The UK is on track for a general election this year, with current Prime Minister Rishi Sunak hinting it will likely take place in the second half of 2024, though he could string out his term until January 2025. Ahead of a flurry of candidate promises, ESG Clarity asked the sustainability sector for its essential ESG policy wish list.
Andy Howard, global head of sustainable investment at Schroders, is calling for consistency of policy to unlock the investment and reallocation of capital needed to tackle urgent social and environmental challenges, and deliver the longer-term ambitions most political parties have committed to.
“That capital can only flow at the scale needed if financial policy aligns with industrial, economic and environmental policies; if companies that take action are rewarded for doing so, and become more attractive investments as a result,” he said.
Countries that lead the shift to transition, rather than waiting to be pulled into it, will have opportunities to build economies that are stronger, wealthier and more resilient, Howard said: “The UK has that opportunity – but needs to demonstrate consistency and commitment to delivering it.” A green investment programme would be a valuable signal, he added.
“Regulation can play an important role here,” he said. “For example, we feel strongly the Prudential Regulatory Authority’s (PRA) proposals for Solvency II reform do not work for the investment in renewable energy infrastructure that we need.
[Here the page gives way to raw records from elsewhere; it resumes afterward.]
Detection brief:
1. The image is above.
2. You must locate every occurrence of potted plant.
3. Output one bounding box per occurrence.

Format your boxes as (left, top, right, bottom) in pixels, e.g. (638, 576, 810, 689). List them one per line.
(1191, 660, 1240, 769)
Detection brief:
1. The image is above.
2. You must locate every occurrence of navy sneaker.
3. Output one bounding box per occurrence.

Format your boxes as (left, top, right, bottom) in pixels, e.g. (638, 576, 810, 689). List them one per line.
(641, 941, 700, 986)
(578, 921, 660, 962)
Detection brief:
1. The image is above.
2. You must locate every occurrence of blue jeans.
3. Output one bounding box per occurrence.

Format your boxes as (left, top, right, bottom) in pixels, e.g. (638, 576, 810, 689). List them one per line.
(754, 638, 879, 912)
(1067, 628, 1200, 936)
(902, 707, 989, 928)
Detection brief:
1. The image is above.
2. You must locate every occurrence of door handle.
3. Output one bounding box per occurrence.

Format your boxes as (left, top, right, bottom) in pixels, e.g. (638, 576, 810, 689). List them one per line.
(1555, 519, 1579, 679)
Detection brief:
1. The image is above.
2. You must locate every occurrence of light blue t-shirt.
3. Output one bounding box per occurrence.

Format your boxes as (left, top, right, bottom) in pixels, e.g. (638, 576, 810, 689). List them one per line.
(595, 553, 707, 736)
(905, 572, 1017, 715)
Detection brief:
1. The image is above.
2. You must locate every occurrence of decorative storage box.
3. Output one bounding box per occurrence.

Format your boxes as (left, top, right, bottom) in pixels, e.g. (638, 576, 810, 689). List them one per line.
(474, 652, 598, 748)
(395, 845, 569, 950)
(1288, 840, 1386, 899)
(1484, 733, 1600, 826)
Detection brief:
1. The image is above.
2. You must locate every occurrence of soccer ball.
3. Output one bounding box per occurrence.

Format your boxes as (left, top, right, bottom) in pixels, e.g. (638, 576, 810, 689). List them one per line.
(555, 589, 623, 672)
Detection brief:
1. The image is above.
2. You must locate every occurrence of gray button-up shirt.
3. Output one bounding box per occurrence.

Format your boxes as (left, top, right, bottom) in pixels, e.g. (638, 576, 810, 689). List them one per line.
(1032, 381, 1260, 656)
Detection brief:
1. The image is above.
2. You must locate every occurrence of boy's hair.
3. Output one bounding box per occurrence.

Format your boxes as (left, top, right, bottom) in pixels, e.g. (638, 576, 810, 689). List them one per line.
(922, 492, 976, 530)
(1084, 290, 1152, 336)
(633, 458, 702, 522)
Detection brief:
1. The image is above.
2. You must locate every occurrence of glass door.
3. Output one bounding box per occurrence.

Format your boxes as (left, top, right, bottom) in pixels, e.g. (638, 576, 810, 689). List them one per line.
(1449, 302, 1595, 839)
This is a possible own goal we can avoid.”
The introduction of Long-Term Asset Funds is an “exciting chance” to channel pension money to renewables and other sustainable assets, “but unless we fix the dysfunctional price competition in the defined contribution pensions market, this capital can’t be put to work at the scale needed”, he added.
The UK could make a “clear sustainability message” by emulating the US and introducing a substantial package of funding and incentives that will accelerate the transition to a clean energy economy, said Paul Hamalainen, director of risk consulting at Mazars.
“Green investment and growth require blended funding, and the UK has a renowned financial centre that can channel the much-needed private capital required alongside the public sector incentives.”
Mandated transition plans
Paul Schreiber, senior policy adviser at Reclaim Finance, said the UK needs mandated climate transition plans: “Since COP26, the UK government has been emphasising the need for companies to adopt transition plans. So far, no regulation makes adopting the plans mandatory.”
The UK Transition Plan Taskforce (TPT) has been conducting work to provide the UK baseline for transition plan disclosure that can be seen as an equivalent to the transition plan part of the European Sustainability Reporting Standards (ESRS).
From this starting point, Schreiber said three things need to happen. First, “make the adoption of a transition plan mandatory”. Second, “use the work of the TPT and supplement it to provide a clear framework for ensuring the quality of these mandatory transition plans”. And thirdly, “establish a supervisory mechanism to ensure the adoption and implementation of these transition plans”.
The NGO would also like to see a preferential interest rate for sustainable activities, activated by the Bank of England (BoE), as part of the BoE’s climate and net-zero mandate.
Campaign group Make My Money Matter called for an end to the UK financial sector’s links to deforestation “by enacting mandatory due diligence for all financial institutions, and mandatory delivery of the recommendations of the Taskforce for Nature-related Financial Disclosures”.
Like others, it also highlighted the need for a UK net-zero transition plan to provide certainty to investors and businesses, and mandatory net-zero transition plans for large financial institutions and corporates.
Debates ahead of the UK general election should encourage private sector investment in renewable energy through committing increased capital and support to meet decarbonisation targets, says Chris Holmes, partner at asset manager Foresight Group.
“Hydrogen, for example, is a sector where more immediate and greater policy support would be beneficial – currently, green hydrogen production accounts for less than 1% of the UK’s target for 2025 and, with proportionate and timely measures, we hope to see this gas play a bigger role in our energy mix,” he says.
With interest rates set to stay flat for most of the year, Holmes also hopes to see certain concerns around the supposed costs of building a green and sustainable economy fall by the wayside.
Solar and land use projects
Politicians should be looking more at the importance of multi-functional land use, especially in solar projects, by considering integration when it comes to agriculture and renewable energy, said Hing Kin Lee, environmental impact manager at NextEnergy Solar fund.
This would include by introducing agricultural incentives that drive the renewable sector in ensuring sustainable land use practices.
Delivering a long-overdue land use framework that considers environmental sustainability, biodiversity and the impacts of climate change, “to aid sustainable growth rather than inhibit development”, is also on Lee’s election wish list.
Investment in solar infrastructure is needed too, said Lee. Politicians should “advocate for increased public investment in solar infrastructure projects to enhance the capacity for renewable energy generation”.
He also wants policies to “encourage the development of solar parks and installations, especially in areas with high solar potential”, as well as “streamlined and standardised” permitting processes for renewable energy projects, to reduce bureaucracy and accelerate the deployment of solar projects.